Overview | Installation | Usage | Benchmarks | To-Do | Acknowledgements | License
Regression and classification with random forests in Stata
version 0.11 16jul2019
pyforest is an implementation of the random forest algorithm in Stata 16 for classification and regression. It is essentially a wrapper around the popular scikit-learn library in Python, making use of the Stata Function Interface to pass data to and from Python from within the Stata window.
pyforest requires Stata version 16 or higher, since it relies on the Python integration introduced in Stata 16.0. It also requires Python 3.x and the scikit-learn library. If you have not installed Python or scikit-learn, I would highly recommend starting with the Anaconda distribution.
There are two options for installing pyforest.
- The most recent version can be installed from Github with the following Stata command:
net install pyforest, from(https://raw.githubusercontent.com/mdroste/stata-pyforest/master/)
- A ZIP containing pyforest.ado and pyforest.sthlp can be downloaded from Github and manually placed on the user's adopath.
Basic usage of pyforest is pretty simple. The syntax looks similar to -regress-. Optional arguments share exactly the same syntax as scikit-learn.ensemble.RandomForestClassifier and scikit-learn.ensemble.RandomForestRegressor.
Here is a quick example demonstrating how to use pyforest for classification:
* load dataset of flowers
use http://www.stata-press.com/data/r10/iris.dta, clear
* mark approx half of the dataset for estimation
gen train = runiform()<0.5
* run random forest classification, save predictions as predicted_iris
pyforest iris seplen sepwid petlen petwid, type(classify) training_identifier(train) save_prediction(predicted_iris)
Here is a quick example demonstrating how to use pyforest for regression:
* load dataset of cars
sysuse auto, clear
* mark approx 30% of obs for estimation
gen train = runiform()<0.3
* run random forest regression, save predictions as predicted_price
pyforest price mpg trunk weight, type(regress) training_identifier(train) save_prediction(predicted_price)
(Incomplete) internal documentation can be found within Stata.

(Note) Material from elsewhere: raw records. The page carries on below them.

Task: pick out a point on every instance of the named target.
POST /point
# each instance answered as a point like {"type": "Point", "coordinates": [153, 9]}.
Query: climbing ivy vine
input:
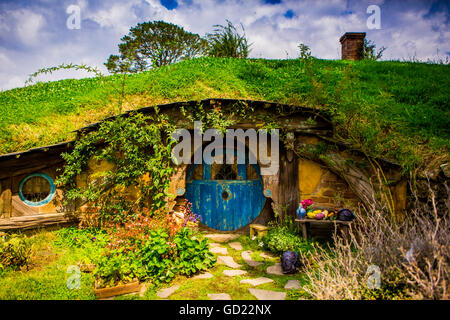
{"type": "Point", "coordinates": [137, 151]}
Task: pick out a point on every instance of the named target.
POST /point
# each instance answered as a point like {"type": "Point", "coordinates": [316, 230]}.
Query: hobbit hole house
{"type": "Point", "coordinates": [228, 197]}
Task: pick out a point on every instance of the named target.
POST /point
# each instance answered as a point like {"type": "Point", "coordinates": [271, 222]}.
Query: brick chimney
{"type": "Point", "coordinates": [352, 43]}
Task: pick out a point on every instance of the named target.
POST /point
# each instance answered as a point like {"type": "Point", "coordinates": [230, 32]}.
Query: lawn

This documentation is still a work in progress:
help pyforest
Finally, since the option syntax in this package is inherited from scikit-learn, the documentation for the scikit methods sklearn.ensemble.randomForestClassification and sklearn.ensemble.randomForestRegression may be useful.

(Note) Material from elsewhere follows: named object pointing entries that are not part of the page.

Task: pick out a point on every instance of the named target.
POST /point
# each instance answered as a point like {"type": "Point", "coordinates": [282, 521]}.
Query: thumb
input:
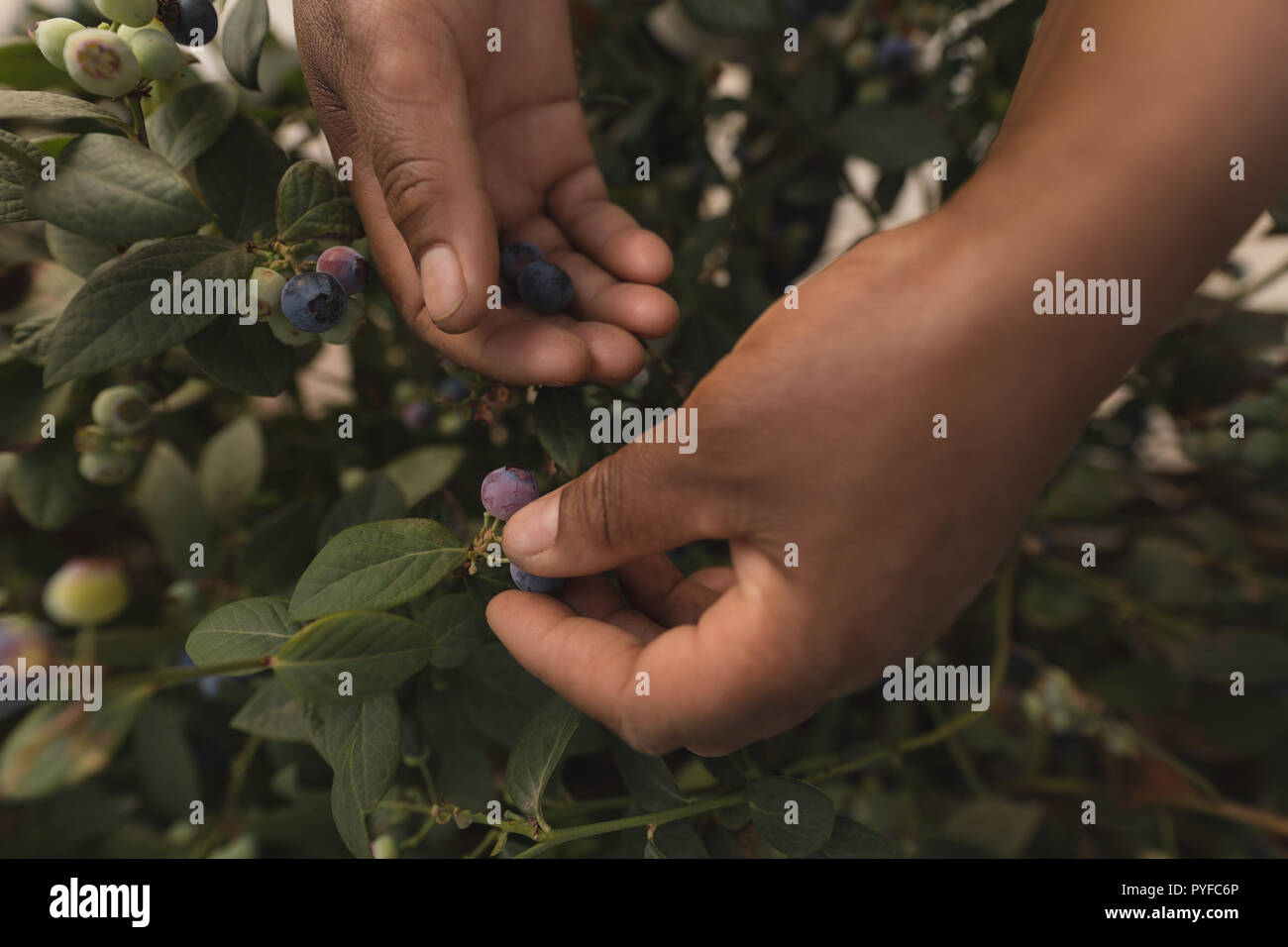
{"type": "Point", "coordinates": [644, 499]}
{"type": "Point", "coordinates": [429, 169]}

The following items will be addressed soon:
- Finish off this readme.md and the help file
- Proide some benchmarking
- Make exception handling more robust
- Add support for weights
- Return some stuff in e()
- Post-estimation: feature importance
- Model selection: cross-validation
This program relies on the wonderful Python package scikit-learn.
pyforest is MIT-licensed.